Saturday, October 12, 2013

Quote of the Day

Johann Gottlieb Fichte previously gained mentioned on this blog for advocating that, as a prerequisite for their getting civil rights, Jewish "heads should be cut off in one night and replaced with others not containing a single Jewish idea." This quote, while equally revealing, is somewhat less revolting:
"What sort of philosophy one chooses depends, therefore, on what sort of [person] one is; for a philosophical system is not a dead piece of furniture that we accept or reject as we wish; it is rather a thing animated by the soul of the person who holds it."
Johann Gottlieb Fichte, The Science of Knowledge (Wissenschaftslehre) 16 (Heath and Lachs, trans., Appleton-Century Crofts 1970) (1797).

To some extent, our philosophies act as constraints on what sorts of behaviors we're willing to engage in, but to a much larger extent what behaviors we feel are important or valuable or worthwhile constrain the philosophies we are willing to accept. When last I made this point (with respect to our judicial interpretative philosophies), I illustrated it by a conversation in Firefly between River Tam and the bounty hunter Jubal Early:
River: You hurt people.

Early: Only when the job requires it.

River: Wrong. You're a bad liar. [...] You like to hurt folk.

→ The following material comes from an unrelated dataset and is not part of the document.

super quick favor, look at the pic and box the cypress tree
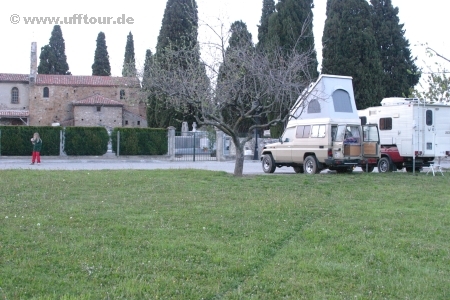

Early: It's part of the job.

River: It's why you took the job.
Sometimes the fruits of our philosophical positions are just "part of the job." More often though, I suspect, they're why we adapted the philosophy in the first place.


PG said...

Good typo -- under this theory, we're really adapting philosophies, not adopting them.

EW said...

“It is in our lives and not our words that our religion must be read.” Thomas Jefferson

“True religion is the life we lead, not the creed we profess.” Louis Nizer

What does it mean to “adopt a philosophy” – beyond just believing something? Believing seems passive. I think of my beliefs as resulting from perception and thought. (Yes, part of what I perceive, and part of my thought patterns, will reflect things I have been taught rather than things springing from my mind unbidden.) In contrast, “adopting a philosophy” seems active – as if, through sheer will, I could subdue my own critical thinking capacities and cause myself to believe things I previously hadn’t, and to disbelieve things I previously had. Even if I actually do have this capacity, why would I want to exercise it?

Thus, I struggle with the distinction between a person’s behavior and their “philosophy.” I tend to the view that a person’s behavior reflects her philosophy. Thus, I rarely conclude that a person’s behavior falls short of her philosophy; I often conclude that a person’s professed philosophy differs from the philosophy she lives.

I sense many people subscribe to a view that a person’s philosophy differs from her behavior, and may enjoy some kind of privileged status relative to her behavior. I have Catholic friends who seem quite apologetic about their church’s views on all manner of topics; I have no special problem with that. But when they grudgingly acknowledge that they act (vote, advocate) in conformance with their church’s views rather than their “own,” I balk. You are responsible for your own actions; they reflect your own views. You cannot shirk responsibility by blaming some authority figure. If you choose to conform your behavior to that authority, you bear responsibility for that choice. The philosophy you advocate and vote for IS your own.